Budgetzahlen noch schlechter als im Vorjahr

Im Vorjahr hat das Finanzministerium (BMF) bekanntlich die Schulden von Gemeinden und Ländern unterschätzt und die Konjunktur massiv überschätzt. Statt eines Defizits von 2,7 Prozent des BIP standen schlussendlich 4,7 Prozent zu Buche – womit ein EU-Defizitverfahren unausweichlich war.

Heuer ist ein Minus von 4,5 Prozent des BIP eingeplant. Schafft die Regierung das? "Das ist ohne die Länder- und Gemeinde-Zahlen wirklich schwer abzuschätzen", sagt Ökonom Dénes Kucsera vom wirtschaftsliberalen Thinktank Agenda Austria zum KURIER. Fest stehe: "Im Juli lag das Nettofinanzierungssaldo des Bundes bei einem Minus von 16,1 Milliarden Euro."

Heißt: Der Bund hat zu diesem Zeitpunkt bereits ein 300 Millionen Euro höheres Defizit gemacht als 2024, obwohl er heuer besser bilanzieren will. "In den kommenden fünf Monaten muss man also 1,3 Milliarden Euro besser sein als im Vorjahr. Das ist viel", sagt Kucsera. Dass Türkis-Rot-Pink bei der Regierungsklausur über zusätzliche Investitionen gesprochen habe, stimme ihn jedenfalls nicht zuversichtlich.

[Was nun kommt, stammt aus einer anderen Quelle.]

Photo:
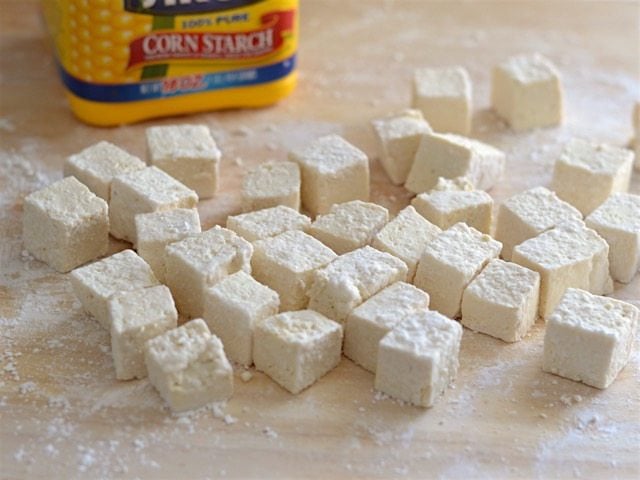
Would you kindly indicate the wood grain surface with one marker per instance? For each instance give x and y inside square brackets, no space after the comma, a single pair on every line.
[63,414]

"Nulllohnrunde für alle Pensionisten wäre klüger"

Selbst dann, wenn die Sparmaßnahmen wie erhofft wirken sollten, steigt die Schuldenquote laut BMF-Prognose bis 2027 auf 87 Prozent – und bleibt bis 2029 auf diesem hohen Niveau. Der Fiskalrat prognostiziert pessimistischer und sieht einen Anstieg auf 91 Prozent bis 2029. Fest steht: Der Schuldenstand liegt jetzt bereits zehn Prozentpunkte über der BMF-Langfristprognose von 2022.

Die Regierung dürfte auf die verschärfte Situation reagieren. Nach einem Vorstoß der Neos können sich mittlerweile auch Bundeskanzler Christian Stocker (ÖVP) und wohl auch die SPÖ damit anfreunden, die Pensionen 2026 unter der Inflationsrate von 2,7 Prozent zu erhöhen. Auch die paktierte Anhebung der Beamtengehälter wird wohl neu verhandelt. 

Stocker hat eine Pensionserhöhung von durchschnittlich zwei Prozentpunkten vorgeschlagen. "Das würde eine halbe Milliarde Euro bringen, wäre aber auch keine Strukturreform. Und die braucht Österreich unbedingt", kritisiert Kucsera. Auch der Idee einer sozialen Staffelung – niedrige Pensionen sollen stärker angepasst werden als höhere – kann Kucsera nur wenig abgewinnen: "In der Vergangenheit wurden niedrigere Pensionen ohnehin meistens deutlich höher angepasst als höhere. Das ist kein Anreiz für die Menschen, mehr zu leisten. Eine Nulllohnrunde für alle Pensionisten wäre klüger." Zusätzlich plädiert der Ökonom für eine Ausgabenbremse: Österreich stecke in keiner konjunkturellen, sondern eine strukturellen Krise – mit einer der höchsten Staatsquoten Europas.